Harvesting the herbs and spices of fall
My kitchen is awash with the perfume of fall herbs and spices that stir up nostalgic childhood memories. Cinnamon, cardamom and nutmeg along with Simon and Garfunkel’s parsley, sage, rosemary and thyme are tickling my olfactory senses.
Even the neophyte cooks get inspired this time of year. Recently a newlywed wanted to surprise her husband with his favorite dessert - mint chocolate mousse - and asked me if she could substitute a dab of mint toothpaste for fresh mint leaves. Hold the Aquafresh and try a sprinkle of ginger powder or pumpkin pie spice if you don’t have any edible mint on hand. Here’s a primer on the sweet and savory herbs and spices of autumn to enhance your dishes and boost your immune system as flu season’s just around the corner.
For the savories, pepper (nothing to sneeze at) is a wonderful attention getter sprinkled in hot chocolate or eggnog as well as dialing up the robust flavors of roasts with a peppercorn garlic drizzle. Green, black and white peppercorns are the unripe berries from tropical vines. They keep their flavor and freshness best when kept whole, so grind as you need. Since pepper is an irritant, it works like a homeopathic Dristan when you have a head cold or the flu.

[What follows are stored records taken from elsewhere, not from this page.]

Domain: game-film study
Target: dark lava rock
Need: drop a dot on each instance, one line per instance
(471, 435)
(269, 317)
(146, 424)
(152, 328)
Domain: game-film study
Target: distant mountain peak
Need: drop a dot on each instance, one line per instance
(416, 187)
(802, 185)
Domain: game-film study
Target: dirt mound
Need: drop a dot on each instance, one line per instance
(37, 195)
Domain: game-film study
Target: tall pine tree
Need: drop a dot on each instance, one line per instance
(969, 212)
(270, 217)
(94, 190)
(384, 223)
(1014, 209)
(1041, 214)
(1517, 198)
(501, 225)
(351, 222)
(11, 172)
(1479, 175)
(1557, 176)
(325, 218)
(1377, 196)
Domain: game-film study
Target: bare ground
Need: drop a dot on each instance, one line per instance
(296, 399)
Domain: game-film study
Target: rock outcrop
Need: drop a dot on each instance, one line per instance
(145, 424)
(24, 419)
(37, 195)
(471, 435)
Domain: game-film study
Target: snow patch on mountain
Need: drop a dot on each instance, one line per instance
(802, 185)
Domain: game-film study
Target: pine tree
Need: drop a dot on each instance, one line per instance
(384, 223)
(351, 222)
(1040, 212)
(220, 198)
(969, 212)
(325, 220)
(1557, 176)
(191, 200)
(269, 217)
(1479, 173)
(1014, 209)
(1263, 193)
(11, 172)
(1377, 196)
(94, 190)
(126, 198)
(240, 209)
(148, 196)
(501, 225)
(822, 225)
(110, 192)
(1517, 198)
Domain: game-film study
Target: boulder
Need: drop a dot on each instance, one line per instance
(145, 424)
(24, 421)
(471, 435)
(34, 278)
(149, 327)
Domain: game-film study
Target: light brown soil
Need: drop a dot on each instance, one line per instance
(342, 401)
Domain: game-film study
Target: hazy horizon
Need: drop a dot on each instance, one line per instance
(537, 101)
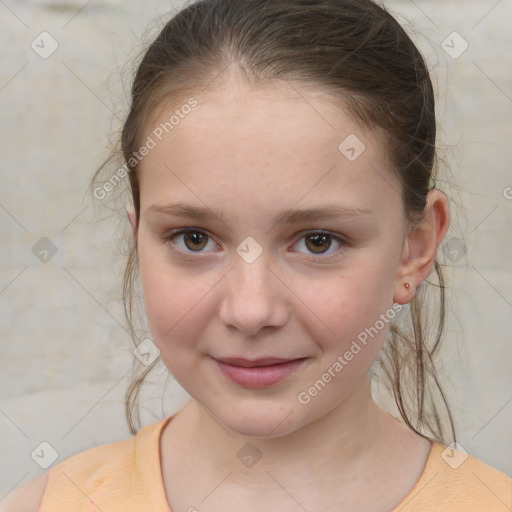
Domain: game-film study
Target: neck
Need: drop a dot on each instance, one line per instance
(347, 439)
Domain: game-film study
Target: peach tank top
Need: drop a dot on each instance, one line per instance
(126, 476)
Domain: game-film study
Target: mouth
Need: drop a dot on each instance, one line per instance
(258, 373)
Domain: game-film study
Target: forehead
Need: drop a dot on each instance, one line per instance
(266, 146)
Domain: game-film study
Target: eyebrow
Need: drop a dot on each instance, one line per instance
(291, 216)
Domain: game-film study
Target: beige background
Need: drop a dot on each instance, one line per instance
(66, 357)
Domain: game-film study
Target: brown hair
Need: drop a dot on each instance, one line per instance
(353, 50)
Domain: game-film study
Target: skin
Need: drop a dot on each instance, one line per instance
(250, 153)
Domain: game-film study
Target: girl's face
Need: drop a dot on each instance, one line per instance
(250, 281)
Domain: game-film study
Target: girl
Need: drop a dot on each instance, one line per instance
(280, 158)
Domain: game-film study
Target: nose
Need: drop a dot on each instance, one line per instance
(254, 296)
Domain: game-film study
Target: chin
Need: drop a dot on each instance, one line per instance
(258, 420)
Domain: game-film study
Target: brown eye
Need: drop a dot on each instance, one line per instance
(318, 242)
(194, 240)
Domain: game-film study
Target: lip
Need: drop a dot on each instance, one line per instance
(258, 373)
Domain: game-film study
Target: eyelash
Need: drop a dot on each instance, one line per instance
(169, 237)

Red pepper or cayenne is extracted from the seeds and pods of capsicum peppers native to Mexico, Central America and the West Indies. Cayenne spikes up the personalities of stews, chilis, soups and tomato sauces. Handle cayenne with kid gloves - never your bare hands. It is also a powerful antioxidant, and since it irritates the mucous membranes like the other peppers, it clears the sinuses too.
Sage, a member of the mint family and first cousin to basil, marjoram and oregano comes from the leaves and blossoms of an evergreen shrub. Sage adds a mildly spicy kick to salads, fruit dishes and holiday stuffings. And if your throat’s getting scratchy, make a sage rinse and gargle away.
Turmeric is a golden aromatic powder from the rhizomes or underground stems of the curcuma plant. Turmeric’s nickname is “Indian saffron” since it is used as a substitute for the world’s priciest spice. It’s slightly more bitter than the real saffron so go light when sprinkling into veggie stews, rice or pasta dishes. This spice is also a super antioxidant known for its anti-inflammatory properties.
Finally, the seeds or fruit of fennel amp up baby greens and Italian sausages, and make a flavorful seedy crust for wild salmon. Try grilling fish over a fire of fennel twigs for a distinct anise or licorice flavor. And for tender tummies, crush fennel seeds and brew as a soothing tea.
For the sweet autumn spices, my first pick is cinnamon that comes from the bark of a tropical evergreen tree. It jazzes up oatmeal, apple pie and even stews and lasagna.
For her open houses, my real estate agent friend heats a pan of cinnamon water in the oven to infuse the kitchen with the magnificent scent. Along with selling houses, cinnamon is good for lowering blood sugar levels of diabetics, and to induce sweating with the flu and colds.
The third most expensive spice behind saffron and vanilla is cardamom. A native to India, these dried seeds perk up a cup of joe, curry and chili dishes, hamburgers and pie crusts. Cardamom also works wonders on indigestion in case you’ve overdosed on those curry or chili dishes.
The evergreen nutmeg tree produces two spices - mace and nutmeg. The latter comes from the seed kernel while mace is produced from the lacy covering of the dried fruit. Nutmeg enhances the flavor of pumpkin pies and breads, but please, sprinkle with care since high doses can cause hallucinations and other adverse effects.
Here’s a divine recipe for pumpkin bread that will fill your kitchen with the wonderful spices of fall and also use up that leftover Halloween pumpkin.
Pumpkin Pecan Bread
- 3 cups of unbleached flour
- 2 1/2 cups of brown sugar
- 1 teaspoon of baking powder
- 1 teaspoon of salt
- 1 teaspoon of cinnamon
- 1 teaspoon of nutmeg
- 2 teaspoons of allspice
- 16 ounces of pumpkin puree
- 2/3 cup of warm water
- 1 cup of grapeseed oil
- 4 eggs
- 2 teaspoons of vanilla extract
- 1 cup of raisins
- 1/2 cup of chopped pecans
Preheat the oven to 350 degrees Fahrenheit.
Soak the raisins in the water and set aside.
In a mixing bowl, add the dry ingredients. In another bowl, combine the remaining ingredients, including the raisins and water, then blend with the dry.
Bake in two greased loaf pans for one hour or until the toothpick comes clean. Serve warm with pumpkin gelato.